早川: 日本の歴史上、大変おもしろい関係があります。
まずペストについて簡単にご説明いたします。ペストというのは世界の歴史の上で大変大きな影響を残した感染症です。ペストはペスト菌という細菌によって起こる感染症で、感染すると発熱や頭痛などの症状が起こりますが、皮膚が内出血を起こして紫色あるいは黒色になりますので、中世のヨーロッパでは「黒死病」という名前で大変恐れられておりました。
――ペストは世界史の授業で習って怖いと思った記憶が残っています。ペスト菌はそもそもどうやって感染するのですか。

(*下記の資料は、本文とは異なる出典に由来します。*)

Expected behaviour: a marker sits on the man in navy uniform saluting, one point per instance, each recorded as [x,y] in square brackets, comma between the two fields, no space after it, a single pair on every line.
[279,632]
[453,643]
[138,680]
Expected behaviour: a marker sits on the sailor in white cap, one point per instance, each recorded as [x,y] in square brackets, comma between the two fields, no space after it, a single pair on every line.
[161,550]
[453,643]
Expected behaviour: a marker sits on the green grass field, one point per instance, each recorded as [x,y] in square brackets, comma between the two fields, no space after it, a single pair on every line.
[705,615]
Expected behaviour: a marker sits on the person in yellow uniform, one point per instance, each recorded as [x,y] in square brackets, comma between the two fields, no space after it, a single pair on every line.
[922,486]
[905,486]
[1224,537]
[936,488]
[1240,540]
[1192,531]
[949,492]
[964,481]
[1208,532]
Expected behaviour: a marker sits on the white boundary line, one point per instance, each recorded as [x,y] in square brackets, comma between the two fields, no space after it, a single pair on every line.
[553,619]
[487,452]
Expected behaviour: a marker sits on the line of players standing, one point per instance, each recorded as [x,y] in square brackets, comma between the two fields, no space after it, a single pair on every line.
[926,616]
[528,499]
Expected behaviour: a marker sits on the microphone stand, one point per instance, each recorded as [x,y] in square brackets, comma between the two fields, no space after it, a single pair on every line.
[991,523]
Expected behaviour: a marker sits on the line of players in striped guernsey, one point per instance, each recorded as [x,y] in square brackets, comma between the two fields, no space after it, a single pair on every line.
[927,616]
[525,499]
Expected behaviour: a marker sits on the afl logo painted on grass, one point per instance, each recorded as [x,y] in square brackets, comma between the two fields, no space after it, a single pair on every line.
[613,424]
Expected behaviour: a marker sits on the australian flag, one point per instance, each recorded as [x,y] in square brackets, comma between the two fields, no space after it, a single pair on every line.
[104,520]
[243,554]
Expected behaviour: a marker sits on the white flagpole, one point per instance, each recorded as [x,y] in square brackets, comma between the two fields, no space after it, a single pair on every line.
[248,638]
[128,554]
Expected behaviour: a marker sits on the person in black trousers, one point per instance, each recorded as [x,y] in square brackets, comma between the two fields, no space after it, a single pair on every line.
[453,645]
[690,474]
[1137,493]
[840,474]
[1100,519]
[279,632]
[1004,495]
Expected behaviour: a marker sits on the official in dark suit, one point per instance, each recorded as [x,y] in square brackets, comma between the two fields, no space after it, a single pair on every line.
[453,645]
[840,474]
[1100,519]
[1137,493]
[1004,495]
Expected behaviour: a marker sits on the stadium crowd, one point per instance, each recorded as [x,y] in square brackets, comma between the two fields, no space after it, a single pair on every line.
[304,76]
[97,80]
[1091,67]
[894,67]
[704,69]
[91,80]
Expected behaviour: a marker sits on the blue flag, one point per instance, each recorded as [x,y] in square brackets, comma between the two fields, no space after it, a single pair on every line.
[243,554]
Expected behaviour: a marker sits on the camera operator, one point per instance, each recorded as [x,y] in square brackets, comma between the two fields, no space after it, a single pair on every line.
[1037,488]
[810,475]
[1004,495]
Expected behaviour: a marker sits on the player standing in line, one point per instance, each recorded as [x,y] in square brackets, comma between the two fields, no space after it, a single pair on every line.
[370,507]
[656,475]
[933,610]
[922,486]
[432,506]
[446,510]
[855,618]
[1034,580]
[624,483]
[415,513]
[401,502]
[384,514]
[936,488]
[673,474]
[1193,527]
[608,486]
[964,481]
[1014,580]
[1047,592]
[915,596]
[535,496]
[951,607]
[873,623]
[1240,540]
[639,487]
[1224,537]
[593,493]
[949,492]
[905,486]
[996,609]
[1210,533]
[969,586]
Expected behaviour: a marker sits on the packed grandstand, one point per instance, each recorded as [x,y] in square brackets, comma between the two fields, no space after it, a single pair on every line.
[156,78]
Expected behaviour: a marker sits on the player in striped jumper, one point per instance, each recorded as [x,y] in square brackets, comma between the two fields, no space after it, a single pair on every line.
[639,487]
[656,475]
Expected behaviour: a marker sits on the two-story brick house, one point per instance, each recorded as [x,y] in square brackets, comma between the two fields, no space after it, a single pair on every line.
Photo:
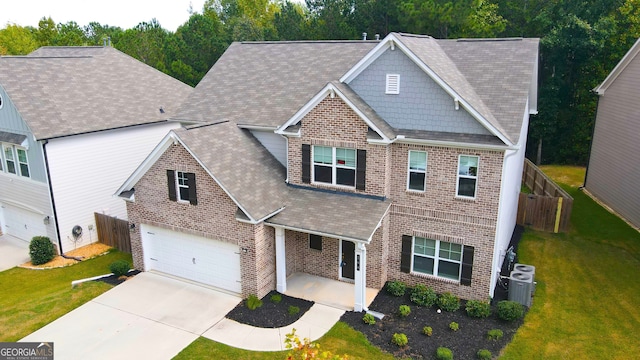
[361,161]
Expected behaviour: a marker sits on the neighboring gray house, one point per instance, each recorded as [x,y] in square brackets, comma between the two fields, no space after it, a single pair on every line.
[614,162]
[74,122]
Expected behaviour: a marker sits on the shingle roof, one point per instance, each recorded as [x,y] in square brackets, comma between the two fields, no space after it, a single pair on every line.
[63,91]
[265,83]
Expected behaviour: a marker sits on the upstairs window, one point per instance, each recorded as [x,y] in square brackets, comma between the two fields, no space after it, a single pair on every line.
[417,172]
[467,176]
[393,84]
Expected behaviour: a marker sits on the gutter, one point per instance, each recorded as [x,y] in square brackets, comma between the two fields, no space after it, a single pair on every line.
[53,202]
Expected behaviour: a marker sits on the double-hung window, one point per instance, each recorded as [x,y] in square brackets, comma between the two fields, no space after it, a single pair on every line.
[335,166]
[438,258]
[467,176]
[417,172]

早川: これはネズミがもともと持っている病気でして、ネズミには病気を起こしません。宿主であるネズミに寄生しているノミが人を刺して発病します。さらに、せきやたんといったことによって菌が排出されまして空気感染する。そして広がっていきます。非常に死亡率が高いのが特徴です。
ペストといいますとヨーロッパで流行した印象が強いんですけれど、何度か世界的に大流行を起こしております。第2のパンデミック、最大の流行が、14世紀の中央アジアから広がったものでした。
1331年に中国大陸で発生したペストによって中国の人口は半減し、その後ヨーロッパ・中東・北アフリカなどに拡大していきました。
――どういうことですか。
早川: 13世紀はモンゴル帝国が発展しまして、シルククロードが開通しまして東西の交流が大変活発化しております。初めて西から東へ、東から西へと人々の行き来が大変盛んになってまいりました。紙・火薬・めん類などはそのころの元からヨーロッパに行ったのではないかといわれています。一方、ヨーロッパからはマルコ・ポーロが来て、元のさまざまな情報を持ち帰ったといわれています。そういったことで、人と情報が行き来したんだと思います。
ただ、文明と同時にペストの波が東西に広がりました。14世紀の終わりには、ヨーロッパの人口が半減したといわれております。経済・人口ともに、回復するのに大体200~300年かかっております。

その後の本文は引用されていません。